To deploy MCP safely is to recognize that the protocol’s power — the ability to discover and compose tools at runtime — is also its risk. By treating tool catalogs as supply chains, agent prompts as untrusted inputs, and server updates as change events requiring governance, we can bend the curve toward safe adoption. The wiring works. The question is whether we will wrap it with the insulation and circuit breakers it needs before the first fire starts.
Visit boomi.com/mcp to learn how Boomi makes MCP enterprise-ready.

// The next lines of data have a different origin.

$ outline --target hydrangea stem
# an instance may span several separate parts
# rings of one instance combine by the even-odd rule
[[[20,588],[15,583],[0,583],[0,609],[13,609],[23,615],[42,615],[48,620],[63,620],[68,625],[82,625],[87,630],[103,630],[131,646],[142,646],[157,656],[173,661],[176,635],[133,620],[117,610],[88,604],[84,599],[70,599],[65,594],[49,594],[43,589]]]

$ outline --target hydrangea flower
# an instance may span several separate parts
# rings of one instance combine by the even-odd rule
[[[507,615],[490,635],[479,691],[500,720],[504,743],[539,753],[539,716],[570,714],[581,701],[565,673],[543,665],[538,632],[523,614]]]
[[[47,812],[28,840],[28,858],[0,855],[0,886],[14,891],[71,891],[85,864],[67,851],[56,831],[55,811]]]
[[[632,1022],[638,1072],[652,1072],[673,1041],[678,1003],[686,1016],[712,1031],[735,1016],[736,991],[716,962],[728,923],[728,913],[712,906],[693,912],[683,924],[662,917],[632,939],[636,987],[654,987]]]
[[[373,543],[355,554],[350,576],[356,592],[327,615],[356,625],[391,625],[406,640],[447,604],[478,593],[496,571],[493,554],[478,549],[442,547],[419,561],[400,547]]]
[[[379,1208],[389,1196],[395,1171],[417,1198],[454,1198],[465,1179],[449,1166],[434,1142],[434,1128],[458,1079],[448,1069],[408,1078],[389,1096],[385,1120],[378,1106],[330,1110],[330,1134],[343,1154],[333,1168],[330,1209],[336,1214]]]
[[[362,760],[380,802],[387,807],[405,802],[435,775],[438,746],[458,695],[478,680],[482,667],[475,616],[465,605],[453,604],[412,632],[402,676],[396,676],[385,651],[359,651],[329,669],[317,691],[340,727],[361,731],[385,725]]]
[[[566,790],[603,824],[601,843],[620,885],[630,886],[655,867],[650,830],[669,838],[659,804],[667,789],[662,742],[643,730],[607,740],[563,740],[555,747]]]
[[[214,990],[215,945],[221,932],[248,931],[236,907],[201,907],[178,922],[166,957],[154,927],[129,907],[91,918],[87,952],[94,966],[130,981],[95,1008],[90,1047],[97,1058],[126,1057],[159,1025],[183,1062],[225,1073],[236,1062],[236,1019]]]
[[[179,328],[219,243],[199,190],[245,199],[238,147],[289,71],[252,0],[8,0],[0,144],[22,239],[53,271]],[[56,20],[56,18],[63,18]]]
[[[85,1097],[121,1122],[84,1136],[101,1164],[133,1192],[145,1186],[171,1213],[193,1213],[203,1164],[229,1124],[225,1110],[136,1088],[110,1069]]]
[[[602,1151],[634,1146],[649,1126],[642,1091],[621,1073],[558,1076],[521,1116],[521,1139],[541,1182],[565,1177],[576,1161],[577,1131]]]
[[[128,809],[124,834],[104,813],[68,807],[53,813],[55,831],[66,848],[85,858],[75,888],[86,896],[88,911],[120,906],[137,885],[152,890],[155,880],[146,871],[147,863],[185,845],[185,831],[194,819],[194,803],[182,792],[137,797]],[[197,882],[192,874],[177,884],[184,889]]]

MCP Attack Vectors and Mitigations at a Glance
Attack Vector | How It Works | Why It Matters in MCP | Possible Mitigations |
Prompt Injection | Malicious text in inputs or metadata steers the agent to misuse tools. | MCP gives agents formal access to real capabilities; injected prompts can trigger destructive actions. | Input sanitization, runtime policies, sandboxing of risky tools, explicit scoping of tool usage. |
Tool Poisoning | A tool descriptor looks benign but hides malicious behavior in its implementation. | Agents and catalogs rely on declared schemas; poisoned tools compromise integrity and exfiltrate data. | Signing and attestation, vetted catalogs, code review, automated vulnerability scanners (e.g. MCPSafetyScanner). |
Preference Manipulation | Crafted descriptions and metadata bias the tool selection process in favor of malicious tools. | MCP encourages dynamic tool choice across interchangeable options; attackers can hijack that decision. | Trusted sub-catalogs, signed metadata, pinned policies, explicit user consent, robust ranking mechanisms. |
Rug Pulls | Servers start safe, then shift to malicious behavior via updates or takeover. | Dynamic discovery means agents reuse tools over time; compromised updates ripple through workflows. | Version pinning, signed artifacts, behavioral drift detection, change control, transparency logs, rollback options. |
This blog was written with the assistance of AI.